Sojka: Miałem ciąg kokainowy
Stanisław Sojka (50 l.) to jeden z niewielu świetnych artystów w naszym kraju. Sam komponuje i pisze teksty piosenek. Niestety, w przeszłości zdarzało mu się korzystać z chemicznych wspomagaczy.
Kilka tygodni temu Elżbieta Zapendowska w jednym z wywiadów stwierdziła, że uwielbia Staszka, mimo tego że "jest czasem zapluty, spocony, czy zdarza mu się być pijanym albo naćpanym, bo i taki koncert widziała".

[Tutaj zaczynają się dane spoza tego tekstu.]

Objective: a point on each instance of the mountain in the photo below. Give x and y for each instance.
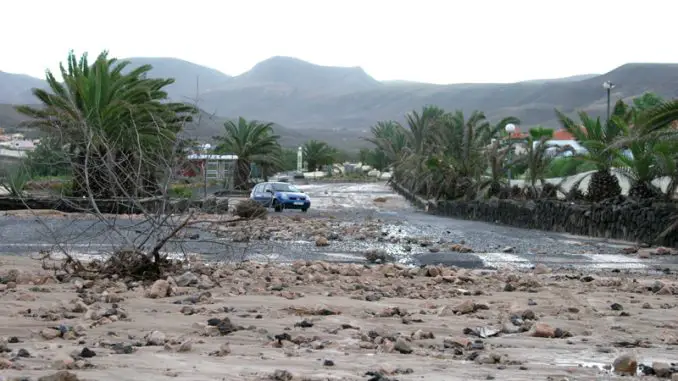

Dwa lata temu w tygodniku "Wprost" ukazał się artykuł, w którym znany diler, Konrad Ł., zdradził, kto spośród gwiazd show-biznesu "bierze". W zestawieniu pojawiło się nazwisko Sojki. "Ja jeździłem do niego albo on do mnie" - mówił.
Artysta nie ukrywa, że miał problemy z narkotykami. W jednym z wywiadów wyznał otwarcie, że ćpał:
"Kiedy mieszkałem na Zachodzie, miałem roczny ciąg kokainowy. Pomógł mi rozum i to, że w Polsce nie było dostępu do kokainy" - mówił w wywiadzie dla "Dziennika".
Muzyk przyznał, że w pewnym momencie odbiła mu również "sodówka". Czuł się "świetny, genialny, nietykalny".
"Wszyscy, ale dokładnie wszyscy, traktowali mnie jak bożka. Odbijała mi władza, jaką miałem nad ludźmi. To było absolutne świrowanie, poczucie, że jestem panem. Znał mnie generał i policjant, lekarz i babcia klozetowa".
Dzisiaj uśmiecha się, kiedy wspomina dawne czasy.
Jego związku z kobietami również były burzliwe. Jak pisze "Na żywo", artysta przed laty zostawił Iwonę, matkę swoich dzieci, i odszedł do aktorki Grażyny Treli. Dzisiaj bardzo tego żałuje.
"To wspaniała kobieta. Mimo że zdrada męża była dla niej ciosem, nigdy nie nastawiała wrogo dzieciaków do ojca. Dziś Staszek i Iwona wciąż są sobie bliscy i mimo rozwodu przyjaźnią się" - mówi bliski znajomy muzyka w rozmowie z pismem, i dodaje, że wokalista wówczas "nie był sobą".
"Powtarzaliśmy, że ma wspaniałą żonę, kochającą rodzinę. Przytakiwał i robił swoje. Kiedy rozstał się z Grażyną, długo lizał rany, przez kilka lat był sam...".
Od dziesięciu lat jego partnerką jest Ewa. Przyjaźnią się z nią również synowie muzyka.
"Wyjątkowa kobieta, dama. Ktoś, z kim mogę porozmawiać o wszystkim i o niczym. Albo pomilczeć" - opowiada Sojka.